German priest (1841–1899)

Fridolin Pascalar (May 14, 1841 – February 12, 1899) was a German Jesuit and Catholic priest. He served as the first permanent pastor of St. Michael's Church in Rochester, New York from November 1874 until his resignation in April 1896.

==Early life==
Fridolin Piscalar was born on May 14, 1841, in Stimpfach, Württemberg, to Joseph Piscalar and Crescentia Greiner. He was the oldest of five children, Johannes, Karl, Klara, and Johanna. His uncle was Alois Urban Piscalar, also a German Catholic priest.

He received his primary education in the local parochial schools, and he worked as a carpenter for four years after being confirmed.

Piscalar went on a mission trip to Bombay on September 12, 1867. He returned to Wurttemberg in 1870, for he was not well-suited to India's climate. However, it was from his time in India which he wrote about the "impending angst and frustration sensed by so many Catholics" due to Otto von Bismarck trying to make the Second German Reich into a Protestant nation.

It is at the present time greatly reassuring for once to turn one's eyes away from the constant agitation against the Catholic Church, and to gaze across the Red Sea and the Indian Ocean to a heathen land, in which the fundamental principles of equity justice toward the Catholics are more familiar, at least better followed than in our modern Europe.
— Fridolin Piscalar, S. J., just before the Kulturkampf

He was ordained on July 30, 1872, in Maria Laach Abbey.

==Priesthood==
Piscalar arrived in the United States in November 1873, in order to become the pastor of the newly-formed St Michael's Church in Rochester, New York. The St. Michael's church was completed on March 8, 1874, and in November 1874, he was appointed to be the first resident pastor. He was the pastor and treasurer there for twenty two years until his resignation in April 1896. Early in his tenure, he assisted Polish families while overseeing the parish's construction of the church, which took two years to complete and cost $160,000 at that time. He changed his last name to Pascalar not long after his arrival.
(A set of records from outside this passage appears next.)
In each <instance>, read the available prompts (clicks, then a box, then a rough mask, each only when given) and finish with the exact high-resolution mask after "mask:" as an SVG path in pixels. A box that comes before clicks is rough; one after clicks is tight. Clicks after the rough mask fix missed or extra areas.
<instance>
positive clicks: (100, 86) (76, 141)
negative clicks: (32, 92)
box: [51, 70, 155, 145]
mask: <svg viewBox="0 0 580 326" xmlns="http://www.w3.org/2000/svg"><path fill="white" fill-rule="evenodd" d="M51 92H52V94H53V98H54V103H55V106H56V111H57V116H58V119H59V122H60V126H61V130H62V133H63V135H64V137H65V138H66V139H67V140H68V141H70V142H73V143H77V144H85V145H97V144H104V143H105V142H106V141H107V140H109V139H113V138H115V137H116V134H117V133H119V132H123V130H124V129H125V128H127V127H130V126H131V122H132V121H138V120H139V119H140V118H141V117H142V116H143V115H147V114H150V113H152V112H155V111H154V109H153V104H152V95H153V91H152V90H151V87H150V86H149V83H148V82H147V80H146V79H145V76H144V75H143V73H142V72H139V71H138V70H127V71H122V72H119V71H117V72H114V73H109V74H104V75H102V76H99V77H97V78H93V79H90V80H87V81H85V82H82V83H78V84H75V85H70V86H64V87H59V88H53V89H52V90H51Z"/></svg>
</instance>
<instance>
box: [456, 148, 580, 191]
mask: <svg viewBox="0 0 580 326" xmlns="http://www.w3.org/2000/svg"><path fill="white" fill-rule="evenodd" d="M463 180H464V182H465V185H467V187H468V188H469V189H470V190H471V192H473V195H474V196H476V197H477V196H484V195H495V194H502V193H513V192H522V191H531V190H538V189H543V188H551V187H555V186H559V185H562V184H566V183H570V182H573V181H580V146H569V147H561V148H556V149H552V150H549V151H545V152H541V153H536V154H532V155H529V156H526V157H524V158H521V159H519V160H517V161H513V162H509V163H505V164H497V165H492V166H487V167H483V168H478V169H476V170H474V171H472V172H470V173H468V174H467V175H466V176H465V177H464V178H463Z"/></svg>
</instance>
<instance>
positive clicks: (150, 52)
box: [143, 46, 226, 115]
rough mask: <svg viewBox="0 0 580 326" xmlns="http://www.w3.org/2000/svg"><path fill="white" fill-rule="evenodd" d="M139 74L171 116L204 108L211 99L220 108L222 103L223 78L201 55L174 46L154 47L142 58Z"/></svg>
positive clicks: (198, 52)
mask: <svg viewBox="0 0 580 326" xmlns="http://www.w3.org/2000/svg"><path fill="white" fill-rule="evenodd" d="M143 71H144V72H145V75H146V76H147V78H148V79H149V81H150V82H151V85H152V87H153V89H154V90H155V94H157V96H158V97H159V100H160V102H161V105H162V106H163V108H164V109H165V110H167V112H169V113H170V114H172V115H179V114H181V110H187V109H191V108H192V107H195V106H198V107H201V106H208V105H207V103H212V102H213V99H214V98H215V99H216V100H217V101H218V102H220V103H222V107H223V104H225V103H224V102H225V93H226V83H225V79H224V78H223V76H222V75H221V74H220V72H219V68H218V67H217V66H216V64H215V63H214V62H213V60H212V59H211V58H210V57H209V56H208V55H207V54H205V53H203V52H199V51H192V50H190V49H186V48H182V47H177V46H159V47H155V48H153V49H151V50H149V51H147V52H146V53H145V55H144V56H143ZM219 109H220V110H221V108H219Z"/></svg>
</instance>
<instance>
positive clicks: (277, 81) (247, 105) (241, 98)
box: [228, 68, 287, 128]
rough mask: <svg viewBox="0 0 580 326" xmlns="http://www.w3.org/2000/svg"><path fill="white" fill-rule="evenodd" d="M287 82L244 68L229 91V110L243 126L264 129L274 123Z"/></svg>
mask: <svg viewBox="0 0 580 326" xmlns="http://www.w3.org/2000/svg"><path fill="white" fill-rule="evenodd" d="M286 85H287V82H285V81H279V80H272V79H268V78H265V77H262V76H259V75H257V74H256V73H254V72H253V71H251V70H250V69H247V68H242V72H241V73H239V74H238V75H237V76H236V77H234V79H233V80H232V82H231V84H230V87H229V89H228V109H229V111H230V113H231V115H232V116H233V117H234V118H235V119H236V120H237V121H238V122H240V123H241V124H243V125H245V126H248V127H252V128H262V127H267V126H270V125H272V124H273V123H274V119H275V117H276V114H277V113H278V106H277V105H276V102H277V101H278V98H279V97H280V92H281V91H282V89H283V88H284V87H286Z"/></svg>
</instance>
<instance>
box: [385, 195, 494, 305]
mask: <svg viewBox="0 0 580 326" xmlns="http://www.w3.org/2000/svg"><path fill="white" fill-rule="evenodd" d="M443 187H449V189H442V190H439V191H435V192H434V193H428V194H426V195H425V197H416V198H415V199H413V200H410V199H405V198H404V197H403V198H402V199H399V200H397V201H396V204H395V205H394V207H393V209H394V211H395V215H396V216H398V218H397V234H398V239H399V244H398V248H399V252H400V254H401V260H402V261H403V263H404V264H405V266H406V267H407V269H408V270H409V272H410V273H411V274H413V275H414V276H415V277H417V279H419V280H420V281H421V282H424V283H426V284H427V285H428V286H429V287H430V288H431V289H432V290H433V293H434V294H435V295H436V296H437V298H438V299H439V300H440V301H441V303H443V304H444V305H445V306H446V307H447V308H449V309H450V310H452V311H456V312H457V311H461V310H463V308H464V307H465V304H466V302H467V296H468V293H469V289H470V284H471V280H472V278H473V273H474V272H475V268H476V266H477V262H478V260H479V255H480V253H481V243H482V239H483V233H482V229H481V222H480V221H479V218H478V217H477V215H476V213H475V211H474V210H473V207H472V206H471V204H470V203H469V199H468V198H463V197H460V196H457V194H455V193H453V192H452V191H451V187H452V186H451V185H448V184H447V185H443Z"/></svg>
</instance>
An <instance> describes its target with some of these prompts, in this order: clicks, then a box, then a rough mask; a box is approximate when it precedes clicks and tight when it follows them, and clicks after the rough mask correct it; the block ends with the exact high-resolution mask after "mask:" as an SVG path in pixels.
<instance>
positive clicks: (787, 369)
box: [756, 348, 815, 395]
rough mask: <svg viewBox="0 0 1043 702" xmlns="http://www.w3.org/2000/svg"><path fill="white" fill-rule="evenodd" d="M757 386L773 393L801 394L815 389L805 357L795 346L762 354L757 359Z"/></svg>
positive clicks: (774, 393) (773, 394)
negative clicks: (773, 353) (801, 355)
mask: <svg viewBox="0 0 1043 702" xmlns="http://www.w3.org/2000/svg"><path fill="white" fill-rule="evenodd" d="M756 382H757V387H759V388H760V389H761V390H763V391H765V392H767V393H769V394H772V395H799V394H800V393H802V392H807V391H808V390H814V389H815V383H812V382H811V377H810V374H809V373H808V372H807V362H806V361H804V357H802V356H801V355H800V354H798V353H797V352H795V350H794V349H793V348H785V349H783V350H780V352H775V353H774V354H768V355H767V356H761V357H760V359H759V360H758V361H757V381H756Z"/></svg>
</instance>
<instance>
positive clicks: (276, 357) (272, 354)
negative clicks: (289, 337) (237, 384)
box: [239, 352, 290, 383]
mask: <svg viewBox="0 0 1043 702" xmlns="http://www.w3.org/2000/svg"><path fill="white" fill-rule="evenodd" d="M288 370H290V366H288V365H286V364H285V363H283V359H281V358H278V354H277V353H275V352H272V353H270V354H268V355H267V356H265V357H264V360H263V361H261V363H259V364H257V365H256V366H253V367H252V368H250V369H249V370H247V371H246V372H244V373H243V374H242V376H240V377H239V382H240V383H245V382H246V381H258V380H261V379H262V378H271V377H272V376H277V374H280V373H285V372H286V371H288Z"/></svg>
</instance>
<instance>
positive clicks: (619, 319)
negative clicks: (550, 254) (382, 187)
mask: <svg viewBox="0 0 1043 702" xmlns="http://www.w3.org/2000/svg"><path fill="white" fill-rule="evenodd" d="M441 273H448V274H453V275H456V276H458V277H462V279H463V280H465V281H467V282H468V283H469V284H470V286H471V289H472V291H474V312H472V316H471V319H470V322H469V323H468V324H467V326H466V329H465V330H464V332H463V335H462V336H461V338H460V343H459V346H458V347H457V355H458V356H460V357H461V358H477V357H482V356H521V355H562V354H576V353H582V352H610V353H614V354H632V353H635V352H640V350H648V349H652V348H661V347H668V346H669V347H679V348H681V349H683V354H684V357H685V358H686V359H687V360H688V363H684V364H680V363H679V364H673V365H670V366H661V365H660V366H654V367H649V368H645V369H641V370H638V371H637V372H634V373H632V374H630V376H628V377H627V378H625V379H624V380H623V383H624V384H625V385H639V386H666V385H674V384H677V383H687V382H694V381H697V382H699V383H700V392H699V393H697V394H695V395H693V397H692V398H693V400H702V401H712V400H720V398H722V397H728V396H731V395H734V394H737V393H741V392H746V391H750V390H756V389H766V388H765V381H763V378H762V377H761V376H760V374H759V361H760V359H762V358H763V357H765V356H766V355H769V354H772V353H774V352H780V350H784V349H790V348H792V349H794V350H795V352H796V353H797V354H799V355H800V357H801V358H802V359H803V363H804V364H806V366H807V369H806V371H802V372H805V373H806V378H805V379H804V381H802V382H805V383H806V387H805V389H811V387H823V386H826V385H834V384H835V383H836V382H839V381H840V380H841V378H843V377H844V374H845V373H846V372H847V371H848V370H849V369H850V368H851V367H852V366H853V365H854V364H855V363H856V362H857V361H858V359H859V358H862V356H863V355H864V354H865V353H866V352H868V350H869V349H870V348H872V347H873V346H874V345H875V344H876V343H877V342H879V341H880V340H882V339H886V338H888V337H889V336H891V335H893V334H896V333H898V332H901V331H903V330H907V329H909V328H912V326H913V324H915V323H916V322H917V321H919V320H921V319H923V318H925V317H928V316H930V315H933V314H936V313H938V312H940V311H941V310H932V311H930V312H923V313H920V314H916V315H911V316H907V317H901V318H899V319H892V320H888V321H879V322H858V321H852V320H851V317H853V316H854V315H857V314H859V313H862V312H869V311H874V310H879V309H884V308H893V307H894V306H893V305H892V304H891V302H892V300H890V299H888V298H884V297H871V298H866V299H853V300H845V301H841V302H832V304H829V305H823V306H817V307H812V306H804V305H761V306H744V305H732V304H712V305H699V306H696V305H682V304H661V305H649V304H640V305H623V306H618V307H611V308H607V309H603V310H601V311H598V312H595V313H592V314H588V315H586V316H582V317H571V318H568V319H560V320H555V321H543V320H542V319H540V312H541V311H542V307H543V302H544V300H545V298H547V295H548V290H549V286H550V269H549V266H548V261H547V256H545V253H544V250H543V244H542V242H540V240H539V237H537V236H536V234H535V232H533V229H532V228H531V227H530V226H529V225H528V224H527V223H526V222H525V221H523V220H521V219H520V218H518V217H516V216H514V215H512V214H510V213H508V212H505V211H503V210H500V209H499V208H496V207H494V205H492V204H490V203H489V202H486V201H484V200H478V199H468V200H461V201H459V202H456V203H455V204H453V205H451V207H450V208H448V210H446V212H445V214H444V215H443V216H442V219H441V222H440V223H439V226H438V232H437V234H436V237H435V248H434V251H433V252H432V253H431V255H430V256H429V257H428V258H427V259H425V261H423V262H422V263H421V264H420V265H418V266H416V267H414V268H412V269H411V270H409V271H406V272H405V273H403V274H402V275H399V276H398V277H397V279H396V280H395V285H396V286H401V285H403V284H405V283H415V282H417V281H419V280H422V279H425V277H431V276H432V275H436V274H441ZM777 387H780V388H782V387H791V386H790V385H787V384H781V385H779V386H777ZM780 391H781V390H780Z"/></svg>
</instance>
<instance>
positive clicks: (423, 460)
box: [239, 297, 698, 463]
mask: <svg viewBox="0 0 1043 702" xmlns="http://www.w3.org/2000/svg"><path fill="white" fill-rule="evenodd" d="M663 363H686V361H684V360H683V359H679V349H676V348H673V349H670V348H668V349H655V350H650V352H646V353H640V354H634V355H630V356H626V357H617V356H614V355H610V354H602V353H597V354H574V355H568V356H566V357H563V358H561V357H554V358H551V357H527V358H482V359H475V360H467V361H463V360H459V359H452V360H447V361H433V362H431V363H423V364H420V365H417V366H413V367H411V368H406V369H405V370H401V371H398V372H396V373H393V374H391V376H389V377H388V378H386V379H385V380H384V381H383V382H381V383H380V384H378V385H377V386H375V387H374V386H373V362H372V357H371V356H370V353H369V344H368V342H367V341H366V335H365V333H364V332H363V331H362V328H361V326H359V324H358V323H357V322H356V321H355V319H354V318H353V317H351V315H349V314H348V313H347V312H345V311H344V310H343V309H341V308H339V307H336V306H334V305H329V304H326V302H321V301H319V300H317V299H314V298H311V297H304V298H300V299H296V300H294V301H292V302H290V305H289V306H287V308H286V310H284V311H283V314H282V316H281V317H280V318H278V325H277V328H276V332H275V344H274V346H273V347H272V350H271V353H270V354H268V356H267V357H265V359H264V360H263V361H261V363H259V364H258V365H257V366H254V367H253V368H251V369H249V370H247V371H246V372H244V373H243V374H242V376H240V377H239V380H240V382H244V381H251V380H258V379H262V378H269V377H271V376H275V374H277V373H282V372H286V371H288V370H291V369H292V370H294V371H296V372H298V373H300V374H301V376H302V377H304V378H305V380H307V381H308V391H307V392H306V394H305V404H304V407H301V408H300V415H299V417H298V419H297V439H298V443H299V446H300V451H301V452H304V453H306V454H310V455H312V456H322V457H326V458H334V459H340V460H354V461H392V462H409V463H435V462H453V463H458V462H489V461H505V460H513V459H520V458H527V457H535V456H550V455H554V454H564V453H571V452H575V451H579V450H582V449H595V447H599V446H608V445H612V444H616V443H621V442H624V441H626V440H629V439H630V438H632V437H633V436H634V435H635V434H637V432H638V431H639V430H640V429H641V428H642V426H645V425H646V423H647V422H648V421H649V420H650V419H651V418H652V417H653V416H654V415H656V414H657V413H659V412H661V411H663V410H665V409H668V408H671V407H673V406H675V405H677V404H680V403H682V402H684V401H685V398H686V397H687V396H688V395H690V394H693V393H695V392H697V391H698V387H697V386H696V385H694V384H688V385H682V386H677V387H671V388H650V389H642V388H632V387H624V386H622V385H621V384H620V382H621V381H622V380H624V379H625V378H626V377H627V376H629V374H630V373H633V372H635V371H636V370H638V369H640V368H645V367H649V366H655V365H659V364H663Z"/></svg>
In 1891, he was sent by Bishop Bernard McQuaid to recruit young German and Polish women for the Sisters of St. Joseph for the St. Stanislaus Kostka Church. Twenty-one young women returned with him to join, where they tutored newly arrived immigrant children in English, served as pastoral assistants, trained altar servers, instructed faith-formation classes, cleaned the church and directed the choir.

In 1892, he patented a self-filling holy water fountain to be used in churches.

Pascalar presented two young Virginia red-tailed deer to the Genesee Valley Park in 1894. At the time, it was the first and only official gift to Rochester Parks, now the Monroe County Department of Parks. One of them was fatally attacked by dogs.

==Later life and death==
He resigned due to failing health in April 1896. He returned to Württemberg, and he died in Untermarchtal on February 12, 1899. His death was met with surprise and sadness from the attendees at St. Michael's Church. His likeness is embedded in the stained-glass window display on the church's south wall, where he is looking at Bishop McQuaid.